Bourla wrote that his company is on track to complete the order of 300 million doses it agreed to deliver two weeks earlier in late July, adding that it could deliver 10 percent more than originally agreed by the end of May.

@ Pfizer has ramped up production of our # COVID19 vaccine and can deliver 10% more doses to the US by the end of May than previously agreed (total 220 million) and deliver the full 300 million agreed two weeks by the end of July. In the fight against COVID-19, we are doing this together, ”he tweeted.

The CDC urged states to stop distribution of the Johnson & Johnson single-dose vaccine COVID-19 earlier Tuesday, after six patients experienced blood clotting problems after taking the vaccine.

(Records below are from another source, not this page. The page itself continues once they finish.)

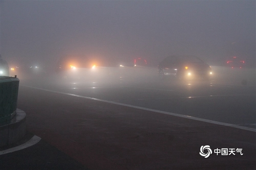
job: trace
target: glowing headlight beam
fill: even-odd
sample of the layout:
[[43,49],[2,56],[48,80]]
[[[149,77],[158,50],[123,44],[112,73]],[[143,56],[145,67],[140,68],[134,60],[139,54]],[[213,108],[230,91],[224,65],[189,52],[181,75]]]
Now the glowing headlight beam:
[[73,65],[70,65],[70,68],[73,69],[75,69],[76,68]]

Millions of doses of the Johnson & Johnson vaccine have already been distributed across the U.S. It is one of three vaccines to receive emergency clearance from the Food and Drug Administration (FDA), along with the Pfizer-BioNTech vaccine and Moderna’s.

Johnson & Johnson said in a statement Tuesday that it would delay the rollout of its COVID-19 vaccine across Europe in response to the CDC’s recommendation, while advising that patients experiencing symptoms such as shortness of breath or severe headaches after vaccination be contacted with a health professional.

“We are aware of an extremely rare condition in which people with blood clots in combination with low platelets are involved in a small number of people who have received our COVID-19 vaccine,” Johnson & Johnson said in a statement.

“We have worked closely with medical experts and health authorities, and we strongly support the open communication of this information to healthcare professionals and the public,” the statement continued.

The CDC’s recommendation came from six patients in the US, all women between the ages of 18 and 48, who developed a “rare and serious type of blood clot” after taking the Johnson & Johnson vaccine.

Officials at the CDC and the Food and Drug Administration (FDA) plan to investigate the cases, but out of a plethora of caution, have called for a halt to distribution of the vaccine in the meantime.

The reason given for the pause, despite the low number of reported cases of the clots, was to give doctors time to understand how to treat the potential side effects, the CDC and FDA said.

“This is important in part to ensure that the health care practitioner community is aware of the potential of these side effects and can plan for appropriate recognition and treatment because of the unique treatment required with this type of blood clot,” the officials said. two agencies said in a joint statement on Tuesday.